Ouabain-induced cochlear degeneration in rat

Yong Fu 1,2, Dalian Ding 2, Haiyan Jiang 2, Richard Salvi 2
PMCID: PMC3368987  NIHMSID: NIHMS376444  PMID: 22476946

Abstract

Ouabain, an potent inhibitor of the Na+/K+-ATPase pump, selectively destroys spiral ganglion neurons (SGNs) in gerbils and mice whereas in guinea pigs it preferentially damages cochlear hair cells. To elucidate the effects of ouabain on the rat inner ear, a species widely used in research, 5 µl of 1 mM or 10 mM ouabain was applied to the round window membrane. Distortion product otoacoustic emissions (DPOAE) and auditory brainstem responses (ABR) were used identify functional deficits in hair cells and neurons respectively and histological techniques were used to characterize cochlear pathologies. High-frequency ABR thresholds were elevated after treatment with 1 mM ouabain whereas DPOAEs remained normal. In contrast, 10 mM ouabain increased ABR thresholds and reduced DPOAE amplitudes. Consistent with the physiological changes, 1 mM ouabain only damaged the SGNs and auditory nerve fibers in the basal turn of the cochlea whereas 10 mM ouabain destroyed both SGNs and cochlear hair cells; damage was greatest near the base and decreased toward the apex. The nuclei of degenerating SGNs and hair cells were condensed and fragmented and many cells were TUNEL-positive, morphological features of apoptotic cell death. Thus, ouabain-induced cochlear degeneration in rats is apoptotic and concentration dependent; low concentrations preferentially damage SGNs in the base of the cochlea, producing an animal model of partial auditory neuropathy, whereas high concentrations damage both hair cells and SGNs with damage decreasing from the base towards the apex.

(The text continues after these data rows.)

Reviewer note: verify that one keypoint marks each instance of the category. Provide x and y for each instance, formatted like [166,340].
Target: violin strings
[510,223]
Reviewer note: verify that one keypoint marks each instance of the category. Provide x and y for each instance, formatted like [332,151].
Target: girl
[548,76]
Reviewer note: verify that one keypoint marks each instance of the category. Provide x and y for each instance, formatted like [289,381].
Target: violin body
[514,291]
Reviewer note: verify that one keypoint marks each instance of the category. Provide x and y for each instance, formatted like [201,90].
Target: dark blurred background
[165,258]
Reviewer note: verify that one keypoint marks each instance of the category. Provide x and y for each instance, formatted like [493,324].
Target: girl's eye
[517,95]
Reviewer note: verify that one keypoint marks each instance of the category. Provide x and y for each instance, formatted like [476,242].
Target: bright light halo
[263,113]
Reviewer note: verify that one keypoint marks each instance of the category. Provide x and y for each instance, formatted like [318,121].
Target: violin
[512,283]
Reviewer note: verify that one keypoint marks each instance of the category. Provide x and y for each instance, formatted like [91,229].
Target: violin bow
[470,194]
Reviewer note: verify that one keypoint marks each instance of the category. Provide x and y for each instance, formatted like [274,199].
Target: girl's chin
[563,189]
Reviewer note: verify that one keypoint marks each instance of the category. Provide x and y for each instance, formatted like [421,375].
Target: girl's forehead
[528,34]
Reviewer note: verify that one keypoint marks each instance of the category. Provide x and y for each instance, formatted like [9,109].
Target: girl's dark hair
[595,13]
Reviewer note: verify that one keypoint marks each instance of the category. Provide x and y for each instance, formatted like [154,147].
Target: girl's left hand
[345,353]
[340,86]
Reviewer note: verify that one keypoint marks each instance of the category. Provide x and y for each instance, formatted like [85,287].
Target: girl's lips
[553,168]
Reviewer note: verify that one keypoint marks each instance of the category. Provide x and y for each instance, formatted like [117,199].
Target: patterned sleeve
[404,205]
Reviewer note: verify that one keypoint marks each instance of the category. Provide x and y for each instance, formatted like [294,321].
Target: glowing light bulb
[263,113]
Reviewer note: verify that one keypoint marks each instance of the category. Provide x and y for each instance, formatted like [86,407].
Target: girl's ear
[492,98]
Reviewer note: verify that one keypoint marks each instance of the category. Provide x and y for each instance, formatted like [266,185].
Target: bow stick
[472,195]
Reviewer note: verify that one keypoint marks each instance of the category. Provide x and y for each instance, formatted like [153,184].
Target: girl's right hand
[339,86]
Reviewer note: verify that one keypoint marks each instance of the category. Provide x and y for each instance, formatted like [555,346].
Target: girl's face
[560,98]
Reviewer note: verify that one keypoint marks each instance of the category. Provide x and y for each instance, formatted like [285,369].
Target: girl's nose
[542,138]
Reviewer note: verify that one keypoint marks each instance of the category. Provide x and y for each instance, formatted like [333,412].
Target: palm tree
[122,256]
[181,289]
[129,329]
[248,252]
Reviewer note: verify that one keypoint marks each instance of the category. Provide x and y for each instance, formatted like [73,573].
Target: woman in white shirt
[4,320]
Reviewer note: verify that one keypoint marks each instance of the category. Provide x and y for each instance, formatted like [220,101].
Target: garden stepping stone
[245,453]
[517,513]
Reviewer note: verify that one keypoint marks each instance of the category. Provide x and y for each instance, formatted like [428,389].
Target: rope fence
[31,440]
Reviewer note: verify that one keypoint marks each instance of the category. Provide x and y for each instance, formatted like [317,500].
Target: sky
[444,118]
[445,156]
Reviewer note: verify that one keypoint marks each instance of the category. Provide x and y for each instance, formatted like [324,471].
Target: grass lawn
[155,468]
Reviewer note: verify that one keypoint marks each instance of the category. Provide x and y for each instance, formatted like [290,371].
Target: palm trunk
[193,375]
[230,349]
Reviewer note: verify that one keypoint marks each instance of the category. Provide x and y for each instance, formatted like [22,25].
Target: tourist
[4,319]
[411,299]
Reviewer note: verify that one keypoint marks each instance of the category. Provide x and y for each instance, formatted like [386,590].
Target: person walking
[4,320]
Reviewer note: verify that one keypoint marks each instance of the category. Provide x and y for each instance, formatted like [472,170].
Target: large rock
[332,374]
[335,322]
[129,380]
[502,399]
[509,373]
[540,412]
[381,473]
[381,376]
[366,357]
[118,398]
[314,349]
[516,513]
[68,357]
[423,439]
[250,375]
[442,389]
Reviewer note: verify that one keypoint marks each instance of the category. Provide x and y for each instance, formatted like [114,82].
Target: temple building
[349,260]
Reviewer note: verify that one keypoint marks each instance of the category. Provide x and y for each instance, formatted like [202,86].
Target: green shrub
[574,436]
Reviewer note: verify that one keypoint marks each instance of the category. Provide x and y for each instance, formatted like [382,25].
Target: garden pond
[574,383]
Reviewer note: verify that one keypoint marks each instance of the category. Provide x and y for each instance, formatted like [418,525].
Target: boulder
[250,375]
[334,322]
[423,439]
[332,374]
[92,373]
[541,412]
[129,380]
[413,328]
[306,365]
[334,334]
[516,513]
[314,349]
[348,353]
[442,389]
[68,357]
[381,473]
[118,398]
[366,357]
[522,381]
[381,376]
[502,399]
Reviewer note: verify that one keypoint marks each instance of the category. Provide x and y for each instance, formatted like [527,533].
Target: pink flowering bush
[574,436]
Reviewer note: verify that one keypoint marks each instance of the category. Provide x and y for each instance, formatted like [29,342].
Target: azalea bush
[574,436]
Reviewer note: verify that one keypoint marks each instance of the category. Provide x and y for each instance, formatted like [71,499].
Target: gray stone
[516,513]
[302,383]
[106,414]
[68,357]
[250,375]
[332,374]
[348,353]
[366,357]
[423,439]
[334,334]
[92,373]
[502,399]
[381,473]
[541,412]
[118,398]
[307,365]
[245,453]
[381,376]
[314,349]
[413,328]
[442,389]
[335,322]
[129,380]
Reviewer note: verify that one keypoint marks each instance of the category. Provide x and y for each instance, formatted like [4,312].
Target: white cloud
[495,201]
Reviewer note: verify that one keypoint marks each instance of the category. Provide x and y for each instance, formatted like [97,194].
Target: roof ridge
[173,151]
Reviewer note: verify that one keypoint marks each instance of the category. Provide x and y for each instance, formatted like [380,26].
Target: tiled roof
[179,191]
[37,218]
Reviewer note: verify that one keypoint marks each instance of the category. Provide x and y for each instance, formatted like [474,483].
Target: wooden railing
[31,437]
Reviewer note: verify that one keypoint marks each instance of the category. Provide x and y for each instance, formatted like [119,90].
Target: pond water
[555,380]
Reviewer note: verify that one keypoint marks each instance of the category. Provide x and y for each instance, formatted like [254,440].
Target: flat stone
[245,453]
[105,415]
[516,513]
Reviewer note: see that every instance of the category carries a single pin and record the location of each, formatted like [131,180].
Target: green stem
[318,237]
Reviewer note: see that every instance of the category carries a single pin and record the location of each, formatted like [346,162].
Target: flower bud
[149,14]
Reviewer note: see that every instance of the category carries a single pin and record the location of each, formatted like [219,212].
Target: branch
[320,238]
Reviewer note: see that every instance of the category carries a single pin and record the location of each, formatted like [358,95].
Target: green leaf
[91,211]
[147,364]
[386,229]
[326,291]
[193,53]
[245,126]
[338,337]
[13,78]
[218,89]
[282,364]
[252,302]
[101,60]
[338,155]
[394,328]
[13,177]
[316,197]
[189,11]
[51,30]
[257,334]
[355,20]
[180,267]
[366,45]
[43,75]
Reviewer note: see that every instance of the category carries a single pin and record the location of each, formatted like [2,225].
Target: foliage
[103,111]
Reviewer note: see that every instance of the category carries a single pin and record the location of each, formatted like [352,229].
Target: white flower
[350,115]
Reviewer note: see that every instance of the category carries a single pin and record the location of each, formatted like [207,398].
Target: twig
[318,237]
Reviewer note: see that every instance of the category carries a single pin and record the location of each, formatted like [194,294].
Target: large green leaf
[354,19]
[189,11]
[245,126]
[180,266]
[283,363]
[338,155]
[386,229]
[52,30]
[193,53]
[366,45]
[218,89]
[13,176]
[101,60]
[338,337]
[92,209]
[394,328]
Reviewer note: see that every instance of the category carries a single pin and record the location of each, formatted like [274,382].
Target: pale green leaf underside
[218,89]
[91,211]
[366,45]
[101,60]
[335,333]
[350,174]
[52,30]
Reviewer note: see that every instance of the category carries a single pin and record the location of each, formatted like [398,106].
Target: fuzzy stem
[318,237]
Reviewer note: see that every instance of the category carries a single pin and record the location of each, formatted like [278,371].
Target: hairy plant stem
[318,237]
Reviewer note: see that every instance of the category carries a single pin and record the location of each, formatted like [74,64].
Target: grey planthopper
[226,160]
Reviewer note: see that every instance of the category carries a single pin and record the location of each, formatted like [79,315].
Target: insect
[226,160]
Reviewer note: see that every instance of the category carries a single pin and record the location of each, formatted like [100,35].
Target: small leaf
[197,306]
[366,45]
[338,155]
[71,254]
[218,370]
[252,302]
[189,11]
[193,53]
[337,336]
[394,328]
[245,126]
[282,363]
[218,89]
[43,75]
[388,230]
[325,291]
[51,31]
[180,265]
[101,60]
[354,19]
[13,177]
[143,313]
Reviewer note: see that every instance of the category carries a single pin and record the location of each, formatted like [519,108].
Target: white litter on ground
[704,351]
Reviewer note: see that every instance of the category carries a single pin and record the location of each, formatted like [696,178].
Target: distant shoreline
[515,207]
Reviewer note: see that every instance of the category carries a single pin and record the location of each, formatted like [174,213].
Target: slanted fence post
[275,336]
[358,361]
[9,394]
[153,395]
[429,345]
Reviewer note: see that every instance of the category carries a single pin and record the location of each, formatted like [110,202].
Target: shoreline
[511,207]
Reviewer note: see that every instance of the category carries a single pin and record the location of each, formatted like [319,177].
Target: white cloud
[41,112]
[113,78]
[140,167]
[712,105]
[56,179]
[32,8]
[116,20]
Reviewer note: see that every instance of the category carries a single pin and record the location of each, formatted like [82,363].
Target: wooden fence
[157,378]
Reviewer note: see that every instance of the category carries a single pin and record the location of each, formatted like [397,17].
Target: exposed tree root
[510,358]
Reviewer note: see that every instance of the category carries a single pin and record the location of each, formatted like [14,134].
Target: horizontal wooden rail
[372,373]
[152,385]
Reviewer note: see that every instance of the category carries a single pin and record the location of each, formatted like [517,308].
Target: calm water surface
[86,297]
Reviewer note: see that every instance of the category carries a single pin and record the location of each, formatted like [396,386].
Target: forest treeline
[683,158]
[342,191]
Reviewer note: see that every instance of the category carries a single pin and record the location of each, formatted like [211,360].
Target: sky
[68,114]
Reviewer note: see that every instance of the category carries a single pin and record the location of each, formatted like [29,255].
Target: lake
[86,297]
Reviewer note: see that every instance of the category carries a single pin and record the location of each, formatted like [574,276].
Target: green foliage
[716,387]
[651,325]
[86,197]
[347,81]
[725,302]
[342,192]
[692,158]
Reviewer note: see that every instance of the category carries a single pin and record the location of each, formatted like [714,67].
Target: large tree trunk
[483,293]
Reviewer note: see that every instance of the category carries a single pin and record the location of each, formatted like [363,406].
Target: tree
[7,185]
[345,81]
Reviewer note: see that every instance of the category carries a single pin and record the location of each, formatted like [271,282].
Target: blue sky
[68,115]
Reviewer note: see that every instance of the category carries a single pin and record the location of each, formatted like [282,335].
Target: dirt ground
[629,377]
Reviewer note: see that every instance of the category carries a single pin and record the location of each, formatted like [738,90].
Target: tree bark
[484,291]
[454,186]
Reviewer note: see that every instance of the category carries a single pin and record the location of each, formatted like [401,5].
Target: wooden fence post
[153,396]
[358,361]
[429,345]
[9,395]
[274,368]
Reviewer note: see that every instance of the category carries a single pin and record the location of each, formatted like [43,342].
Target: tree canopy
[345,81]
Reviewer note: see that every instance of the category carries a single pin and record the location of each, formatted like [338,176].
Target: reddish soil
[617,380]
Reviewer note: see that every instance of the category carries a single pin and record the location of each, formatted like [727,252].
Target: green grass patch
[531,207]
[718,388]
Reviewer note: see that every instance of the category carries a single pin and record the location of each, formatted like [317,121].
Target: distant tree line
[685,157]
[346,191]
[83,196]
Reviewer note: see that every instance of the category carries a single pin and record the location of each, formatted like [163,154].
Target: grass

Keywords: ouabain, hair cell, spiral ganglion neuron, degeneration, apoptosis, TUNEL

Introduction

The sodium, potassium-ATPase (Na+/K+-ATPase) pump is a membrane protein that is responsible for establishing the sodium-potassium electrochemical gradient across the plasma membrane and plays a major role in maintaining ion homeostasis throughout the body, particularly in epithelial cells such as those found in the inner ear (Rajasekaran et al., 2003, Rajasekaran and Rajasekaran, 2003). The large cation gradients that exist between the endolymph and perilymph in the inner ear are maintained by several energy consuming ion pumps. The Na+/K+-ATPase pump is highly expressed in several regions of the inner ear including type II fibrocytes of the spiral ligament, spiral limbus, hair cells and spiral ganglion neurons (SGNs) as well as the marginal cells of the stria vascularis where it helps to maintain the endolymphatic potential (EP) (Hamada and Kimura, 1999, Ichimiya et al., 1994, Kuijpers and Bonting, 1969, McLean et al., 2009, Nakazawa et al., 1995, ten Cate et al., 1994).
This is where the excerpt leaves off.